Le capitaine Kaly Diallo, officier de police, est poursuivi pour coups et blessures volontaires ayant entrainé la mort sans intention de la donner. Des faits qui se sont produits le 16 août 2016 à Bambéto, dans la commune de Ratoma, à l’occasion d’une marche de l’opposition républicaine. Après les enquêtes, le Capitaine Kaly est mis aux arrêts et placé sous mandat le 25 août 2016.

La journée de ce mardi était essentiellement consacrée aux réquisitions du procureur et plaidoiries des avocats de la défense.

Dès l’ouverture de l’audience, c’est le procureur, Boubacar 1 Bah, qui a pris la parole pour ses réquisitions. Après avoir longuement relaté les faits, le procureur dira qu’ils ne sont pas imputables au Capitaine Kaly Diallo.

Selon le procureur, le Capitaine Kaly Diallo est toujours resté constant. « A la barre tout comme au niveau des enquêtes préliminaires, il n’a pas varié. Il a reconnu la détention de l’arme et les 13 munitions le jour de la manifestation. Le Capitaine Kaly Diallo a reconnu qu’il détenait ce jour une arme PMAK qui n’est pas conventionnelle pour le maintien d’ordre. Mais, sur le décès de Thierno Hamidou Diallo, il n’a jamais reconnu les faits. Le directeur central des unités d’intervention de la police nationale au moment des faits, Ansoumane Camara Bafoé, avait déclaré que l’arme n’a pas été utilisée ce jour. Le commandant de la Compagnie Mobile d’Intervention et de Sécurité (CMIS) de Bambéto, Ibrahima Sory Dioubaté, qui a pris l’arme dans les mains de Kaly, a dit que lorsque le Capitaine Kaly a fait sortir l’arme, il a compris qu’elle n’a pas été utilisée ce jour. Il a même dit que si le Capitaine Kaly Diallo doit être poursuivi, c’est pour le non respect des consignes données par ses chefs hiérarchiques. Ensuite, le rapport balistique a indiqué clairement que Kaly Diallo ne pouvait pas rester à une distance de 401 mètres et atteindre la victime, Thierno Hamidou Diallo, qui était au 3ème étage. D’après ce rapport, il est impossible pour Kaly de rester à cette position et atteindre une cible à cette distance », a expliqué Boubacar 1 Bah.

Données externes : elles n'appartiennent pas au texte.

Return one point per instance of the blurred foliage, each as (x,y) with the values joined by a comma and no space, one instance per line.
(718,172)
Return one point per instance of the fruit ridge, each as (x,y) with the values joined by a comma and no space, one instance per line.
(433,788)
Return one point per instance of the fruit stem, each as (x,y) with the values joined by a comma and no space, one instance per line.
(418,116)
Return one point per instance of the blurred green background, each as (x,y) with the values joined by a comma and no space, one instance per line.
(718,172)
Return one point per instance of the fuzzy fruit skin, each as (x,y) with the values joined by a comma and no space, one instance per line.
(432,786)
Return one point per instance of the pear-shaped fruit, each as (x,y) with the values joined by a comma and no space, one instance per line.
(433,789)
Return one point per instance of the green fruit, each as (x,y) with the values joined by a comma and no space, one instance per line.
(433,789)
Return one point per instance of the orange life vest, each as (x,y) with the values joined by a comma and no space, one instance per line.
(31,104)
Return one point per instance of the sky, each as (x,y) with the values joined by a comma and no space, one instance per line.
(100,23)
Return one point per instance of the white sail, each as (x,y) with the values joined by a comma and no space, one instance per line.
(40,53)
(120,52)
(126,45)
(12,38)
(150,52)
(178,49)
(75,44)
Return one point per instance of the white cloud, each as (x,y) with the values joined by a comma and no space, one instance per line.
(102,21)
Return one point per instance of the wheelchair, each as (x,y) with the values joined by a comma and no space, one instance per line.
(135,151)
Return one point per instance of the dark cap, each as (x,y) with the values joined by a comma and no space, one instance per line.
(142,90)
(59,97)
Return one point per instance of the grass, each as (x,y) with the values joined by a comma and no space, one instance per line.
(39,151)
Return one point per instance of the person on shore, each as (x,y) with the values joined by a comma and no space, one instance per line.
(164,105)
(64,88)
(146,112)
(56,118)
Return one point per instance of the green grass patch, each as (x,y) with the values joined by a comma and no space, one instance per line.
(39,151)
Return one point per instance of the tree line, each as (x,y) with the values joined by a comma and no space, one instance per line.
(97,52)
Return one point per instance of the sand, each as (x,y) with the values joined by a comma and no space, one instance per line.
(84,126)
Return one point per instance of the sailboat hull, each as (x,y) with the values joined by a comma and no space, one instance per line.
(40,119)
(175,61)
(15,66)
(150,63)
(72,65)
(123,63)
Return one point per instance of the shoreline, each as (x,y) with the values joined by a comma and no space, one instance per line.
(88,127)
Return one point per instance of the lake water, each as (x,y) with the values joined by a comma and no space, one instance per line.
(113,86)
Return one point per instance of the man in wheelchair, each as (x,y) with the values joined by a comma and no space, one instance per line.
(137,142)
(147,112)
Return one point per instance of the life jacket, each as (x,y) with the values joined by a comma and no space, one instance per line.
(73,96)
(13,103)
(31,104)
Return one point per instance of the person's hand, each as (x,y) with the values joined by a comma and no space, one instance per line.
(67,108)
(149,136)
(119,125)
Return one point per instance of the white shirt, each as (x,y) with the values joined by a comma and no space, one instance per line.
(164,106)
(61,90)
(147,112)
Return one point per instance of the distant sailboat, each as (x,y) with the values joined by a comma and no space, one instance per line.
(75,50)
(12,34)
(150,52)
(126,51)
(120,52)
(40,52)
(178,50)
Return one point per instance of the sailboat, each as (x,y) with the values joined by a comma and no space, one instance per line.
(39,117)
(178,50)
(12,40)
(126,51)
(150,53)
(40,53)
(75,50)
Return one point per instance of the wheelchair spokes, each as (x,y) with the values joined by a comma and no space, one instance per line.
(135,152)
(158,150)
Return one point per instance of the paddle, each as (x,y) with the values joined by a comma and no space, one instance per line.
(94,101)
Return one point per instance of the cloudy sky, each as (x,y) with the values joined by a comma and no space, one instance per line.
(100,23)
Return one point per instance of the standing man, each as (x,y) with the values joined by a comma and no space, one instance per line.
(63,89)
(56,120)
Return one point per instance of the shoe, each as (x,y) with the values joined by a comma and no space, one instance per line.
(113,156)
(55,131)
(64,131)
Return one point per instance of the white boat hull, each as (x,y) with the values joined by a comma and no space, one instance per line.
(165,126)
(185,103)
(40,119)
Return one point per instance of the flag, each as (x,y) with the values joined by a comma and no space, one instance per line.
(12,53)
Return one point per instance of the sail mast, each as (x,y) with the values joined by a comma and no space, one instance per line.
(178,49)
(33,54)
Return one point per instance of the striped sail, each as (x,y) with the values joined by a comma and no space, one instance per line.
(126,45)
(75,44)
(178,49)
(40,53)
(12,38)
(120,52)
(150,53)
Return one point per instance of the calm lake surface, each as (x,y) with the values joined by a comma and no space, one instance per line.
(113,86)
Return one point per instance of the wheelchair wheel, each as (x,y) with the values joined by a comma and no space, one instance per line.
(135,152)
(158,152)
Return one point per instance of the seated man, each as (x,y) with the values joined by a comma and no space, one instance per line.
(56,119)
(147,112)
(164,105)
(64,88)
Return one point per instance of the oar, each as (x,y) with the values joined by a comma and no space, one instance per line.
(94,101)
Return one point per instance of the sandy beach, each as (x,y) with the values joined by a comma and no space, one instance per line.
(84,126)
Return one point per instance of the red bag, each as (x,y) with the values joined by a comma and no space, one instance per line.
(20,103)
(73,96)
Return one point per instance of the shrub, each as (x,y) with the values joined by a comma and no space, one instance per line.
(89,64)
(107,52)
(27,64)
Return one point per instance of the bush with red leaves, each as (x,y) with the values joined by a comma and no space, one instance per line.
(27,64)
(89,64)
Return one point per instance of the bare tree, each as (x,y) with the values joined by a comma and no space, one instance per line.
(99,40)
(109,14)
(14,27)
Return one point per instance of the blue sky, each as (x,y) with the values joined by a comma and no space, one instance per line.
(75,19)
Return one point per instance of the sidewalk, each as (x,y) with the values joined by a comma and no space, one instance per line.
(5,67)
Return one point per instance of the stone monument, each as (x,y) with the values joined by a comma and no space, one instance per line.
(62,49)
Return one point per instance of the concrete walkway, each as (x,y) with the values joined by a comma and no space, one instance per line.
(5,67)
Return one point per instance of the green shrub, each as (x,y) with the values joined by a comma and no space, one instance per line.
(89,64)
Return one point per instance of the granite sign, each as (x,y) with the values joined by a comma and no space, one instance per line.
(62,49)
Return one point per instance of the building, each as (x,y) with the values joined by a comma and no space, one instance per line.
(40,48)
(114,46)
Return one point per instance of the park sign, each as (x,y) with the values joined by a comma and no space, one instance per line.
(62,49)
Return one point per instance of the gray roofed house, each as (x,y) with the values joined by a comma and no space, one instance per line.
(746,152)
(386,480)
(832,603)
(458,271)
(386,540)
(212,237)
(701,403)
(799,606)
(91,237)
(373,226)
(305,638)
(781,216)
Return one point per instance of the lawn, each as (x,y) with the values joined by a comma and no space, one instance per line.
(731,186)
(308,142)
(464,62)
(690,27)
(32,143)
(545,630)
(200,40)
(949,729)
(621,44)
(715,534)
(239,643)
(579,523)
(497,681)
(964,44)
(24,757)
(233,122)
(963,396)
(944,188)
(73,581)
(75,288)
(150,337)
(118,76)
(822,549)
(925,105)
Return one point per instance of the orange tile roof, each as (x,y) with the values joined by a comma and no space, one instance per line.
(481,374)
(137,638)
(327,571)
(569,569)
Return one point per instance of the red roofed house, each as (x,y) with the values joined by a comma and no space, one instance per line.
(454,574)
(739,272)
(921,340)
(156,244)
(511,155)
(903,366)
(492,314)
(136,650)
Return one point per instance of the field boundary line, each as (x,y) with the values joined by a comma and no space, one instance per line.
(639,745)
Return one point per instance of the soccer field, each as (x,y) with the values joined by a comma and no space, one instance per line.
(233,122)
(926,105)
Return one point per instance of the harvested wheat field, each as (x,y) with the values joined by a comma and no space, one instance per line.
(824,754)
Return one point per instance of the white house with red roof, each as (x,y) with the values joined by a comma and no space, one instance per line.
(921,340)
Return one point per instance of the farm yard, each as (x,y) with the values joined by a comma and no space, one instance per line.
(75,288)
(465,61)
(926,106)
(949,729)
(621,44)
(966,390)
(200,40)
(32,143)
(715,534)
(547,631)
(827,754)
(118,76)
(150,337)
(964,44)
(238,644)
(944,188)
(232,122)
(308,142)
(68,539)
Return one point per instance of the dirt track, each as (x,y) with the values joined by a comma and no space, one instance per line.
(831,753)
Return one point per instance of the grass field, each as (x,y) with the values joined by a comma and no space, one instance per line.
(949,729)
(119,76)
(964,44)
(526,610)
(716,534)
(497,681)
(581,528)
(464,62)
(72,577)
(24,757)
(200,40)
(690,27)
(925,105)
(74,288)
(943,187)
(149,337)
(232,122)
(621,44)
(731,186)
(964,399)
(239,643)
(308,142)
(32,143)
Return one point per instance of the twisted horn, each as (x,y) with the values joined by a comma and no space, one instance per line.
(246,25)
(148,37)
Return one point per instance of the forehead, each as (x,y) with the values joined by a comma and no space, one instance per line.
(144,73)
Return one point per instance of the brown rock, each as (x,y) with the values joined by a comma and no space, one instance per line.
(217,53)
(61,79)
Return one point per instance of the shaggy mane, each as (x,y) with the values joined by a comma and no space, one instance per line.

Ainsi, souligne le Procureur, « pour ce qui est du décès de Thierno Hamidou Diallo et des autres victimes, les infractions ne sont pas imputables à Kaly, car aucune preuve n’a été démontrée ici. C’est pourquoi, je demande au tribunal d’acquitter le Capitaine Kaly Diallo pour délit non constitué » a requis le procureur.

Devant cette démonstration du Procureur, l’on est en droit de se demander qui est alors l’auteur du coup de feu mortel ? Lors des audiences passées, le capitaine Kaly n’avait-il pas accusé sa hiérarchie de vouloir de le sacrifier ?

A la suite de Boubacar 1 Bah, la défense, par la voix de maître M’Bombey Mara, va demander au tribunal de suivre les réquisitions du procureur en acquittant son client qui est en détention depuis le 25 Août 2016.

Le tribunal a mis l’affaire en délibéré pour décision être rendue le mardi prochain, 22 janvier 2019.